In artificial computer worlds, Lamarckian evolution works. Ackley and Littman implemented a Lamarckian system on a parallel computer with 16,000 processors. Each processor held a subpopulation of 64 individuals, for a grand total of approximately one million individuals. To simulate the dual information lines of body and gene, the system made a copy of the gene for each individual and called the copy the "body." Each body was a slightly different bit of code trying to solve the same problem as its million siblings.

The Bellcore scientists set up two runs. In the Darwinian run, the body code would mutate over time. By chance a lucky guy might become code that provides a better solution, so the system chooses it to mate and replicate. But in Darwinism when it mates, it must use its original "gene" copy of the code -- the code it inherited, not the improved body code it acquired during its lifetime. This is the biological way; when the blacksmith mates, he uses the code for the body he inherited, not the body he acquired.

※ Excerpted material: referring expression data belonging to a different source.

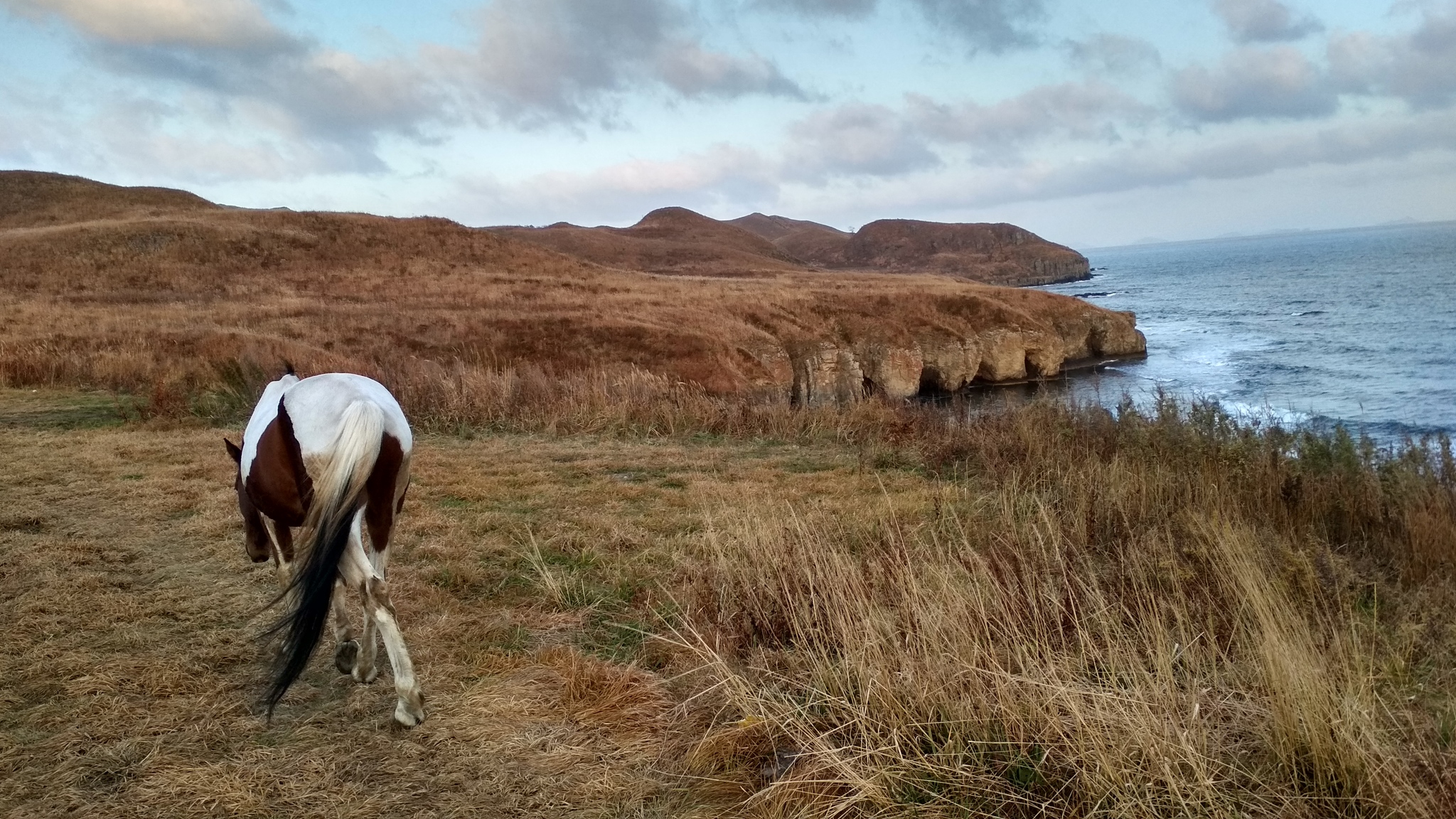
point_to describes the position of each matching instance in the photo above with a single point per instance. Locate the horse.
(328, 455)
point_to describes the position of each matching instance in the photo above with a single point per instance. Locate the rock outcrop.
(680, 242)
(815, 372)
(201, 286)
(995, 254)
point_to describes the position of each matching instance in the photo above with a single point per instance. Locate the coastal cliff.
(992, 254)
(678, 241)
(129, 289)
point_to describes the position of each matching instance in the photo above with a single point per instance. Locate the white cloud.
(1268, 82)
(1264, 21)
(868, 140)
(543, 60)
(1418, 68)
(1111, 54)
(201, 23)
(1079, 111)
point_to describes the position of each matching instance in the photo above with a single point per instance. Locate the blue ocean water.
(1356, 327)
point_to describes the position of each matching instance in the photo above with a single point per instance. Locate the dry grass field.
(155, 291)
(880, 611)
(638, 585)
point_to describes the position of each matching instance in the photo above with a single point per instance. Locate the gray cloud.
(1111, 54)
(823, 8)
(198, 23)
(255, 70)
(1264, 21)
(1235, 159)
(1276, 82)
(542, 60)
(986, 25)
(536, 62)
(1086, 111)
(1418, 68)
(692, 70)
(868, 140)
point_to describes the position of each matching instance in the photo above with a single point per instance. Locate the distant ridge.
(34, 198)
(679, 241)
(136, 287)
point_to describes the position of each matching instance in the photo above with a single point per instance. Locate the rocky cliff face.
(850, 369)
(187, 286)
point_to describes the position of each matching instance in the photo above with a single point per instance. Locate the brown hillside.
(670, 240)
(168, 296)
(810, 241)
(1001, 254)
(678, 241)
(29, 198)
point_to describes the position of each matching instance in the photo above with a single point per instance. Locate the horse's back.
(316, 407)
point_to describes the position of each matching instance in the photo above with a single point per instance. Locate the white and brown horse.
(329, 455)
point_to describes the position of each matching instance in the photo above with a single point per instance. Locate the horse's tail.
(338, 494)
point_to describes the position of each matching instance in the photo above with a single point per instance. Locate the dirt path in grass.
(525, 570)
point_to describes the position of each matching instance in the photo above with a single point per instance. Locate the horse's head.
(255, 540)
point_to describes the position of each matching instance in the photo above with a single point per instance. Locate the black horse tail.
(338, 496)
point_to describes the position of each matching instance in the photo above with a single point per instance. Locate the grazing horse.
(329, 455)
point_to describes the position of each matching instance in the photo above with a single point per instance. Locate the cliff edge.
(171, 289)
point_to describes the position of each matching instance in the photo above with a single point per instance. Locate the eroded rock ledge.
(817, 372)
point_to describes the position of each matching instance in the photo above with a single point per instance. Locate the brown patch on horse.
(277, 481)
(379, 510)
(255, 538)
(284, 541)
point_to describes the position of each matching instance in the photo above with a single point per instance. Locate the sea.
(1312, 328)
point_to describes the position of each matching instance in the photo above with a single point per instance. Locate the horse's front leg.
(346, 652)
(280, 542)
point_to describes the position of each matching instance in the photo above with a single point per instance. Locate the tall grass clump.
(1096, 616)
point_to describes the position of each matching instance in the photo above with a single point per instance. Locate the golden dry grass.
(1033, 612)
(154, 296)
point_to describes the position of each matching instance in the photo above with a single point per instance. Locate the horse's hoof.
(346, 655)
(410, 714)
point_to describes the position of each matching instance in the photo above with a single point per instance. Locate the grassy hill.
(146, 289)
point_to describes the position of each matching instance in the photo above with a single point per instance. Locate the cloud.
(719, 177)
(1418, 68)
(198, 23)
(823, 8)
(1085, 111)
(536, 62)
(1264, 21)
(1235, 159)
(1111, 54)
(540, 60)
(986, 25)
(1271, 82)
(257, 72)
(864, 140)
(692, 70)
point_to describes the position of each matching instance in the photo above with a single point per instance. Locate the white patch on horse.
(346, 427)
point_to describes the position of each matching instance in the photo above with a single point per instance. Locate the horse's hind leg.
(360, 573)
(365, 666)
(346, 652)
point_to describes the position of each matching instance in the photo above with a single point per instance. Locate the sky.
(1091, 124)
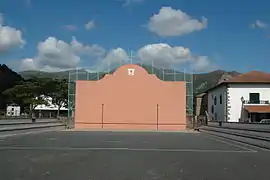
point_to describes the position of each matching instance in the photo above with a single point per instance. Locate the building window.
(254, 98)
(212, 109)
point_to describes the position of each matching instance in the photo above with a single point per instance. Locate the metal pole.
(152, 66)
(68, 94)
(131, 56)
(174, 75)
(163, 73)
(102, 111)
(157, 116)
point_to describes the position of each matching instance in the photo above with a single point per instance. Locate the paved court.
(129, 156)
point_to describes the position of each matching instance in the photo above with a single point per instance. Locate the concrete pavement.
(104, 155)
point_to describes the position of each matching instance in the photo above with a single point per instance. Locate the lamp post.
(242, 108)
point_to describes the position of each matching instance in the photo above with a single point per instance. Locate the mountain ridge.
(201, 81)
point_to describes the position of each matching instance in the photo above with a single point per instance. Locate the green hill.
(201, 82)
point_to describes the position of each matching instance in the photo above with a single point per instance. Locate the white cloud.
(165, 56)
(1, 19)
(54, 55)
(70, 27)
(259, 24)
(114, 58)
(90, 25)
(130, 2)
(93, 50)
(9, 37)
(172, 22)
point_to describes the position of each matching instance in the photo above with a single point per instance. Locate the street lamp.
(242, 99)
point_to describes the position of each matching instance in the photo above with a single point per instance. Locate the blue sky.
(220, 34)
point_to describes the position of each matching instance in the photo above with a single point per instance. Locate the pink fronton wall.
(134, 102)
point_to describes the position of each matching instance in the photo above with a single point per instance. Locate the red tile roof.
(258, 108)
(251, 77)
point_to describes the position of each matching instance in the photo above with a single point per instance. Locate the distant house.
(242, 98)
(49, 110)
(13, 110)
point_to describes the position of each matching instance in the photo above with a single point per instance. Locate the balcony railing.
(257, 102)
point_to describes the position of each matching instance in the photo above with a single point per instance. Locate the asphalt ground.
(71, 155)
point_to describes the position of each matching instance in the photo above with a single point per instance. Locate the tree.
(59, 93)
(30, 93)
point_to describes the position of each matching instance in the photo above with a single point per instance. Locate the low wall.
(251, 126)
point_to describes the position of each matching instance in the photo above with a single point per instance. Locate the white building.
(243, 98)
(13, 110)
(48, 110)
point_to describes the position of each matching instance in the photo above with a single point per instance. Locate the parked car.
(265, 121)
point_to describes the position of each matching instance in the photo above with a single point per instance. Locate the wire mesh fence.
(164, 74)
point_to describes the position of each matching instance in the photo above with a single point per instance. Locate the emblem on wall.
(131, 72)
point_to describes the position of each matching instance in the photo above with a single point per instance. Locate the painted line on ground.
(231, 143)
(123, 149)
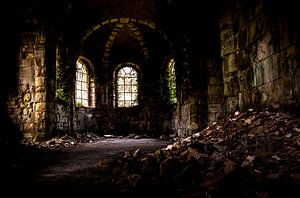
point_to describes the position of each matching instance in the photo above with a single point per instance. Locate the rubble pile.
(249, 154)
(65, 141)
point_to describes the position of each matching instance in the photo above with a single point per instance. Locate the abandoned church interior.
(170, 70)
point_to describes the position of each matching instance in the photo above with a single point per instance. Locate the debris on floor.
(248, 154)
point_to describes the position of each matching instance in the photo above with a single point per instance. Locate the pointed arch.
(126, 89)
(84, 84)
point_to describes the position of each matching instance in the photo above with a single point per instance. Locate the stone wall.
(63, 118)
(215, 100)
(260, 52)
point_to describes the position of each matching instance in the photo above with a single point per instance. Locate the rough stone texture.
(28, 104)
(264, 61)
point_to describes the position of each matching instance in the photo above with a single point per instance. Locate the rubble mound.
(248, 154)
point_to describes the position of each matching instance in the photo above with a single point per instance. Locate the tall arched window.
(84, 87)
(127, 86)
(172, 81)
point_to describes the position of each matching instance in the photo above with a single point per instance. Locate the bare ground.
(74, 169)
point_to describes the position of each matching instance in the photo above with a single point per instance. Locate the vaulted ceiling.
(140, 31)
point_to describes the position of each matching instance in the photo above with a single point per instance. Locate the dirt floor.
(73, 169)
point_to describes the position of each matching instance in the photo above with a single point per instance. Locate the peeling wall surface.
(246, 55)
(260, 52)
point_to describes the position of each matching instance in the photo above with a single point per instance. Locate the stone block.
(40, 106)
(215, 108)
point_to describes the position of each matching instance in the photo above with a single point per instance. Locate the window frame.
(89, 100)
(133, 102)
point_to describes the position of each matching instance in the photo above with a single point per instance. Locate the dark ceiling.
(86, 27)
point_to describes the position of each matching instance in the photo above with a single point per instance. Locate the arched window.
(84, 87)
(126, 86)
(172, 81)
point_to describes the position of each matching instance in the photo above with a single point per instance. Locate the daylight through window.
(127, 87)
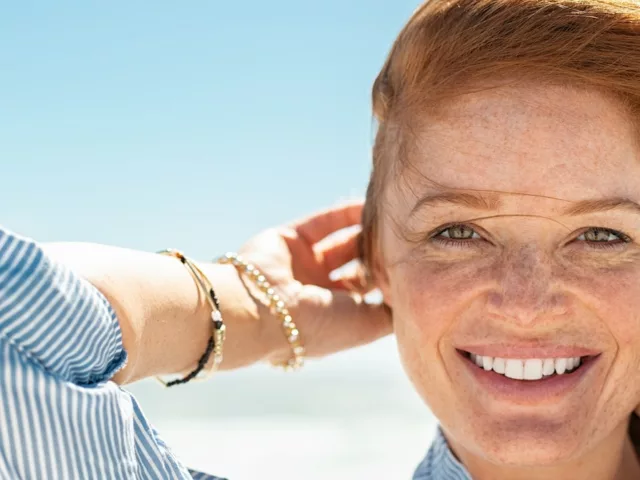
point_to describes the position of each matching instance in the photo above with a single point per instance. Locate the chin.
(526, 442)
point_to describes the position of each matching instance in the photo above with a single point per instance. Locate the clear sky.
(186, 124)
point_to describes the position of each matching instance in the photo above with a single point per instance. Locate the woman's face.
(515, 236)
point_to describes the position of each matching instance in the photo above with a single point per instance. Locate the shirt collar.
(440, 463)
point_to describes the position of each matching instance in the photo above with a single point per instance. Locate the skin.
(166, 322)
(531, 152)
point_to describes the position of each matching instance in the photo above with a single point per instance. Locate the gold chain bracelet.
(276, 306)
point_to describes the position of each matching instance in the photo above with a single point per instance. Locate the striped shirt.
(60, 343)
(440, 463)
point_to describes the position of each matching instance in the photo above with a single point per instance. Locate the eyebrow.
(491, 201)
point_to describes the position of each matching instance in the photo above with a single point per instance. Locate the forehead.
(552, 141)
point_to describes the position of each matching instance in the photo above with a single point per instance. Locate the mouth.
(528, 369)
(531, 381)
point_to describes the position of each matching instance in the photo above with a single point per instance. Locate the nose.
(526, 291)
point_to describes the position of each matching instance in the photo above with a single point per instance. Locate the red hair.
(450, 47)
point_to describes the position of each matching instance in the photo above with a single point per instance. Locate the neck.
(613, 459)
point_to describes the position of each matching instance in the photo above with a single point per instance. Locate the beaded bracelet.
(275, 304)
(216, 341)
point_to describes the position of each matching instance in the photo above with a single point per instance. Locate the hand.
(297, 260)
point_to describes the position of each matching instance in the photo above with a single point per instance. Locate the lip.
(530, 392)
(524, 351)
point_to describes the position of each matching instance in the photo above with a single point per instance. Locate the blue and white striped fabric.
(440, 463)
(60, 343)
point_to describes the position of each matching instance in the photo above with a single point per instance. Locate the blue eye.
(458, 232)
(598, 237)
(458, 235)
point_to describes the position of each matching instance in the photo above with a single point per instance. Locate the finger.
(341, 321)
(315, 228)
(339, 251)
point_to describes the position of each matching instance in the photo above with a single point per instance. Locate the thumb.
(331, 321)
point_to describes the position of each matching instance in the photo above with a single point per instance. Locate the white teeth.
(487, 363)
(526, 369)
(499, 365)
(549, 367)
(514, 369)
(561, 365)
(533, 369)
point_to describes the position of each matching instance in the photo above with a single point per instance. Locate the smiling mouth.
(530, 369)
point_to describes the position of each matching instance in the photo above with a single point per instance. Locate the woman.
(501, 224)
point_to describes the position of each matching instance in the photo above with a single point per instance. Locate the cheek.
(614, 297)
(428, 294)
(428, 297)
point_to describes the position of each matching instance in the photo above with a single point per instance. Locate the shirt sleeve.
(55, 318)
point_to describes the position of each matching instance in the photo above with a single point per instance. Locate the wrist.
(250, 335)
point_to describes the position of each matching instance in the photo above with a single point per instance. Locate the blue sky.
(186, 124)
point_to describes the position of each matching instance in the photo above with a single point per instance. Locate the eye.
(598, 237)
(455, 235)
(458, 232)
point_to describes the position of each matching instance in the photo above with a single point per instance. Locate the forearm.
(164, 318)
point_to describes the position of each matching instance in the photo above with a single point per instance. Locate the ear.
(380, 278)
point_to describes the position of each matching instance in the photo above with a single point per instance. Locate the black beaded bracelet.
(216, 341)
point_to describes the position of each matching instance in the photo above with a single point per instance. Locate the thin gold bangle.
(216, 342)
(275, 304)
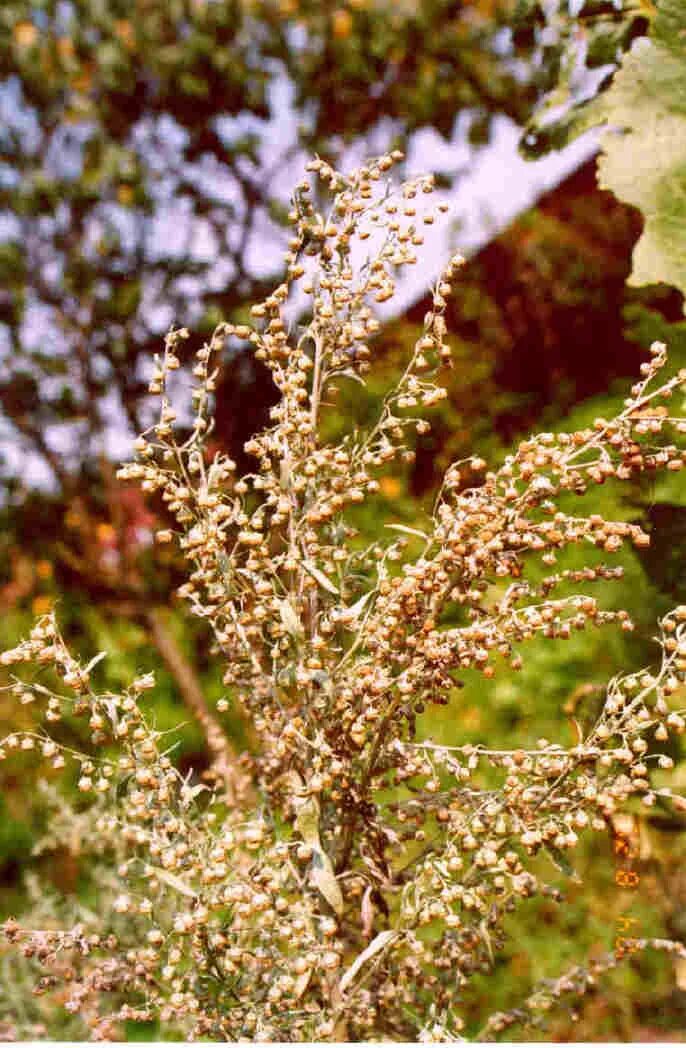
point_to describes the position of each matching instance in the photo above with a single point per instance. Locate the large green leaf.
(643, 157)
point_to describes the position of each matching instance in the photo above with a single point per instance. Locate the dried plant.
(349, 878)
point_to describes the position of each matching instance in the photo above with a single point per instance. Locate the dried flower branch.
(307, 915)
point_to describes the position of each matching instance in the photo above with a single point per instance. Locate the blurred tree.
(142, 170)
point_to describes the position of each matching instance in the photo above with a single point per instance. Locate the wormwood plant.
(349, 878)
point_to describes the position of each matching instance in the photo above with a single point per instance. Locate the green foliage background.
(443, 62)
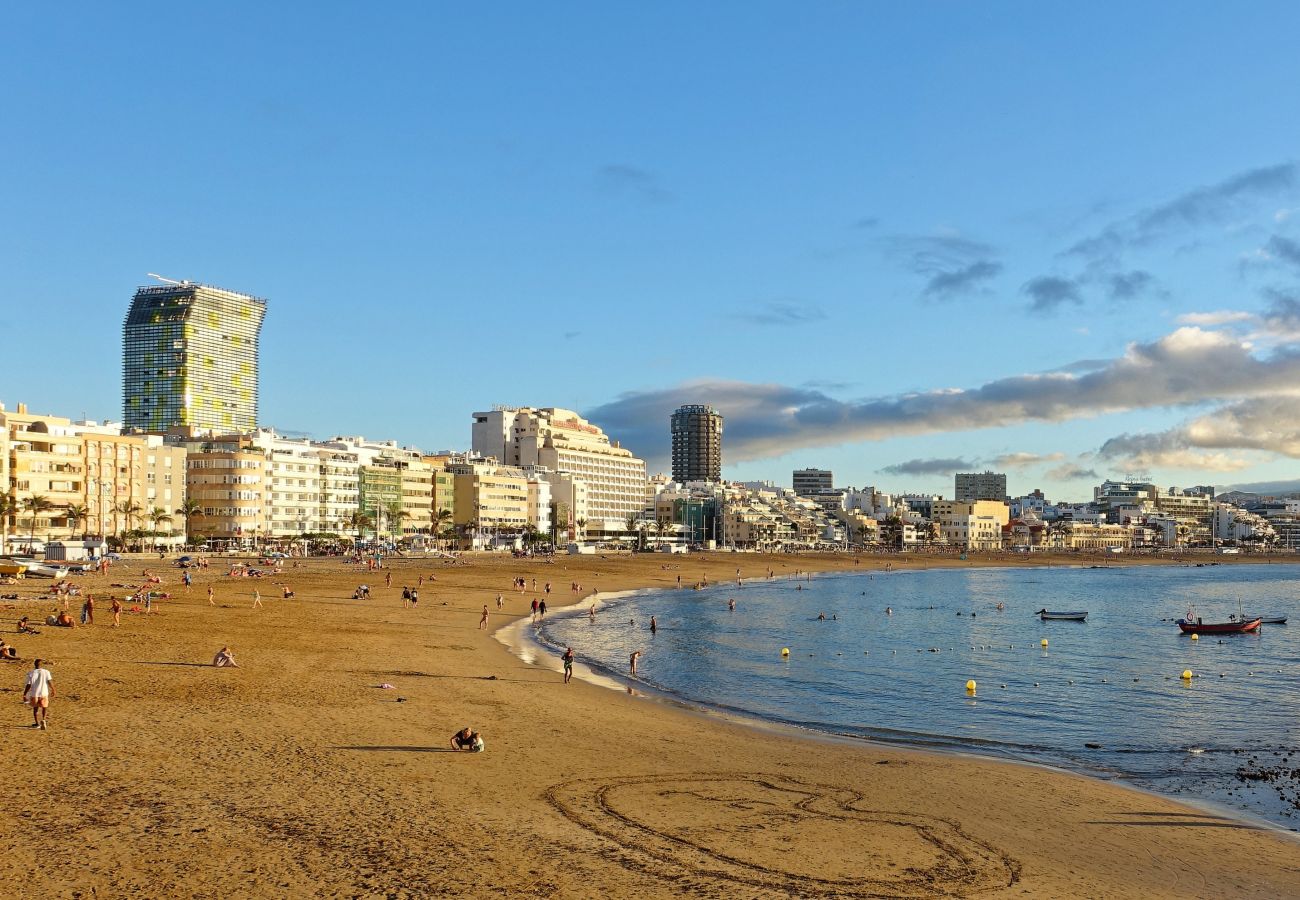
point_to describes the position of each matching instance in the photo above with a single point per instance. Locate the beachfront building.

In the Lamarckian run, by contrast, when the lucky guy with the improved body code is chosen to mate, it can use the improved code acquired during its lifetime as the basis for its mating. It is as if a blacksmith could pass on his massive arms to his offspring.

Comparing the two systems, Ackley and Littman found that, at least for the complicated problems they looked at, the Lamarckian system discovered solutions almost twice as good as the Darwinian method. The smartest Lamarckian individual was far smarter than the smartest Darwinian one. The thing about Lamarckian evolution, says Ackley, is that it "very quickly squeezes out the idiots" in a population. Ackley once bellowed to a roomful of scientists, "Lamarck just blows the doors off of Darwin!"

In a mathematical sense, Lamarckian evolution injects a bit of learning into the soup. Learning is defined as adaptation within an individual's lifetime. In classical Darwinian evolution, individual learning doesn't count for much. But Lamarckian evolution permits information acquired during a lifetime (including how to build muscles or solve equations) to be incorporated into the long-term, dumb learning that takes place over evolution. Lamarckian evolution produces smarter answers because it is a smarter type of search.

The superiority of Lamarckism surprised Ackley because he felt that nature did things so well: "From a computer science viewpoint it seems really stupid that nature is Darwinian and not Lamarckian. But nature is stuck on chemicals. We're not." It got him thinking about other types of evolution and search methods that might be more useful if you weren't restricted to operating on molecules.